# Magic Dragon....my boat....



## hydrodog (Jun 24, 2013)

.... soon to be my home instead of just a hole in the water.... can't wait to sell out of that land based exsistance with all the heating bills and tax bills.... heading for good weather and a freer way of life.... I made my living on the oceans for 28 years then got lost in Vermont for 12 years ... its time I went back to the sea ... this time on my own boat ....


----------



## jimgo (Sep 12, 2011)

Welcome aboard, and more importantly, welcome home. Can't wait to see your dragon!


----------



## CarbonSink62 (Sep 29, 2011)

Sweet user name!

Welcome aboard.

jimgo: Phrasing is everything. How about: "I can't wait to see your boat, named Magic Dragon."

Just a thought. 

Ken


----------



## hydrodog (Jun 24, 2013)

Thanx guys for the greet ... Boat is in Eastport Me.... I'm in Langdon NH ....


----------



## jimgo (Sep 12, 2011)

Ken, I thought about that after I posted, but I figured no one here would stoop to my level and read anything into what I said. Congratulations on proving me wrong.  
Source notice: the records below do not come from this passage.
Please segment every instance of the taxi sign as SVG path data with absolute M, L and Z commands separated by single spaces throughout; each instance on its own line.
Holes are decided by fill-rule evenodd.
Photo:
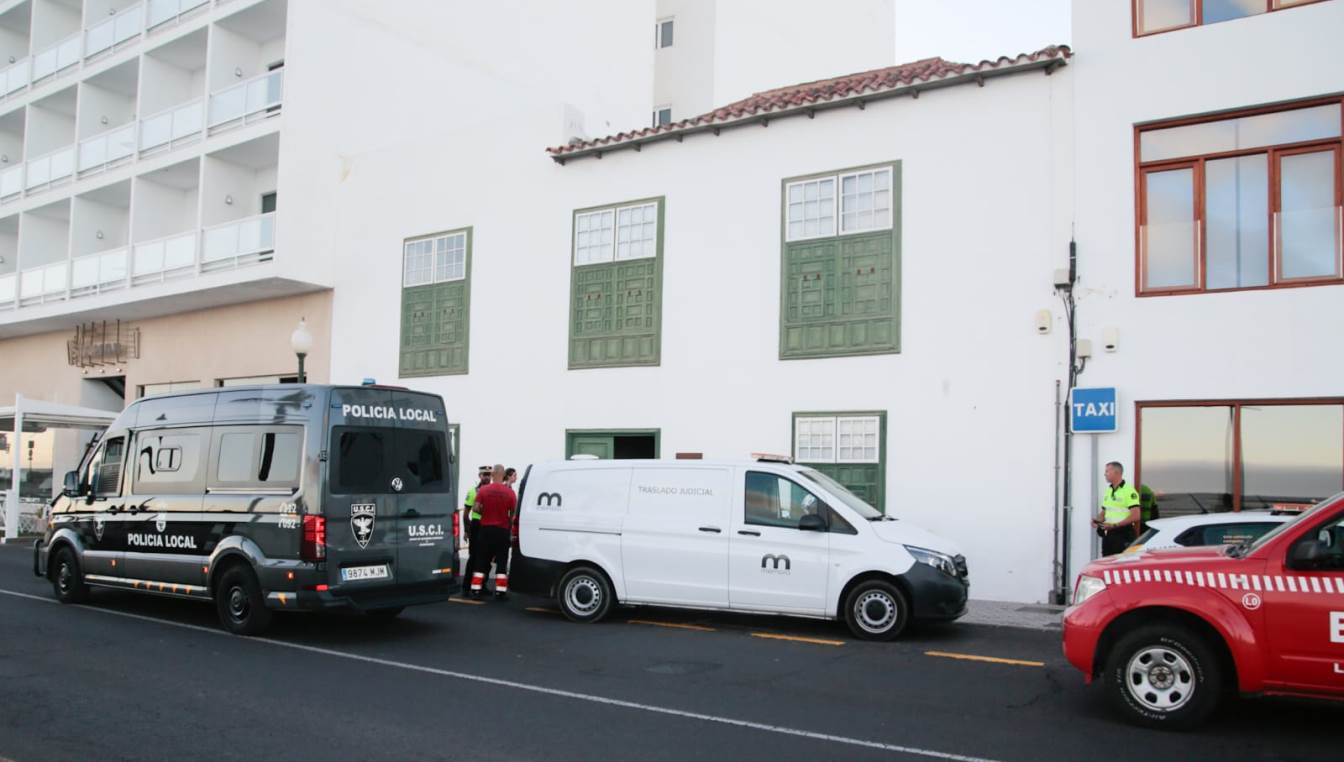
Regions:
M 1069 431 L 1104 434 L 1120 428 L 1115 387 L 1075 388 L 1069 392 Z

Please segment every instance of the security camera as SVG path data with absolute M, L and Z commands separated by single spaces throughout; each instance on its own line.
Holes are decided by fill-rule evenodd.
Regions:
M 1055 288 L 1068 288 L 1073 285 L 1069 279 L 1069 268 L 1060 267 L 1055 270 Z
M 1115 326 L 1103 328 L 1101 331 L 1101 348 L 1107 352 L 1114 352 L 1120 347 L 1120 329 Z
M 1091 340 L 1091 339 L 1079 339 L 1079 340 L 1078 340 L 1078 343 L 1074 345 L 1074 353 L 1078 355 L 1078 358 L 1079 358 L 1079 359 L 1083 359 L 1083 360 L 1085 360 L 1085 359 L 1091 357 L 1091 356 L 1092 356 L 1092 340 Z
M 1036 333 L 1042 336 L 1050 333 L 1052 323 L 1054 323 L 1054 317 L 1050 314 L 1050 310 L 1036 311 Z

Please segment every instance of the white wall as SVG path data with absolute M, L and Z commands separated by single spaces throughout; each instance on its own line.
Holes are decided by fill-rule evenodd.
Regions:
M 658 0 L 657 18 L 673 18 L 673 37 L 672 47 L 654 50 L 653 105 L 670 105 L 673 121 L 722 105 L 714 102 L 717 5 L 715 0 Z
M 7 114 L 3 121 L 0 121 L 0 154 L 9 157 L 8 164 L 0 164 L 0 171 L 23 161 L 23 126 L 25 120 L 23 111 Z
M 1344 287 L 1135 297 L 1133 127 L 1344 91 L 1341 29 L 1344 3 L 1332 2 L 1133 39 L 1127 0 L 1075 0 L 1078 313 L 1099 354 L 1080 384 L 1116 386 L 1121 412 L 1120 432 L 1098 442 L 1101 462 L 1133 473 L 1138 400 L 1340 394 L 1331 348 Z M 1107 326 L 1120 332 L 1115 354 L 1100 351 Z M 1087 448 L 1076 450 L 1080 508 L 1091 503 Z M 1091 543 L 1086 514 L 1076 548 Z
M 125 206 L 75 196 L 70 217 L 71 250 L 74 256 L 94 254 L 130 242 L 131 210 Z M 98 231 L 103 237 L 98 238 Z
M 199 227 L 198 188 L 181 190 L 137 177 L 131 192 L 131 232 L 135 242 L 152 241 Z
M 28 35 L 23 32 L 0 26 L 0 70 L 9 68 L 9 57 L 22 60 L 28 55 Z
M 261 46 L 222 26 L 210 28 L 210 92 L 223 90 L 264 71 Z M 242 76 L 235 72 L 242 70 Z
M 28 270 L 70 256 L 69 206 L 66 218 L 24 212 L 20 223 L 19 267 Z
M 79 138 L 93 137 L 135 121 L 132 96 L 122 95 L 88 82 L 79 85 Z M 107 124 L 102 123 L 107 117 Z
M 470 153 L 389 141 L 327 210 L 333 378 L 397 378 L 402 241 L 472 225 L 470 373 L 405 382 L 444 395 L 462 462 L 563 457 L 567 428 L 606 427 L 659 428 L 665 456 L 745 457 L 787 451 L 795 411 L 886 410 L 888 510 L 961 543 L 977 597 L 1042 599 L 1063 339 L 1032 316 L 1067 244 L 1050 213 L 1071 195 L 1052 151 L 1066 82 L 1031 73 L 563 167 L 520 120 L 455 133 Z M 780 361 L 781 179 L 893 159 L 901 354 Z M 648 196 L 667 205 L 661 365 L 569 371 L 571 214 Z
M 28 136 L 24 158 L 35 159 L 75 142 L 75 118 L 46 108 L 41 102 L 34 103 L 28 107 L 24 132 Z
M 205 67 L 188 70 L 145 56 L 140 59 L 140 116 L 154 116 L 205 95 Z
M 81 23 L 78 7 L 56 0 L 33 0 L 33 52 L 41 53 L 80 31 Z
M 275 168 L 253 169 L 214 156 L 205 157 L 204 227 L 261 214 L 261 194 L 275 190 Z M 230 197 L 232 204 L 224 199 Z
M 19 267 L 19 221 L 18 217 L 6 219 L 0 224 L 0 275 L 7 275 Z

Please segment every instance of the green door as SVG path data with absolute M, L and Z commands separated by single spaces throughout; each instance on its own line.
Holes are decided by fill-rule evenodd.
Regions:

My boat is named "Dragon Wing", hence the way it was phrased.


----------



## hydrodog (Jun 24, 2013)

The username is the outcome of building a hydro electric plant .... and spending many years in the merchant marine.
Ken your fairly close you have an invite to see the plant if you wish ..... I don't know how much long I shall own it .... 
Its my business and the way I earn an income but I'm ready to escape to living at sea again.


----------



## jimgo (Sep 12, 2011)

I wish I was closer, a tour like that would be cool!


----------



## subashroy2020 (Jul 4, 2013)

i like your username


----------



## hydrodog (Jun 24, 2013)

Thanks for the comment .... you seem to be in an interesting business ... stay in contact ... One day within the next few years will be doing a round the world adventure .... we may meet....


----------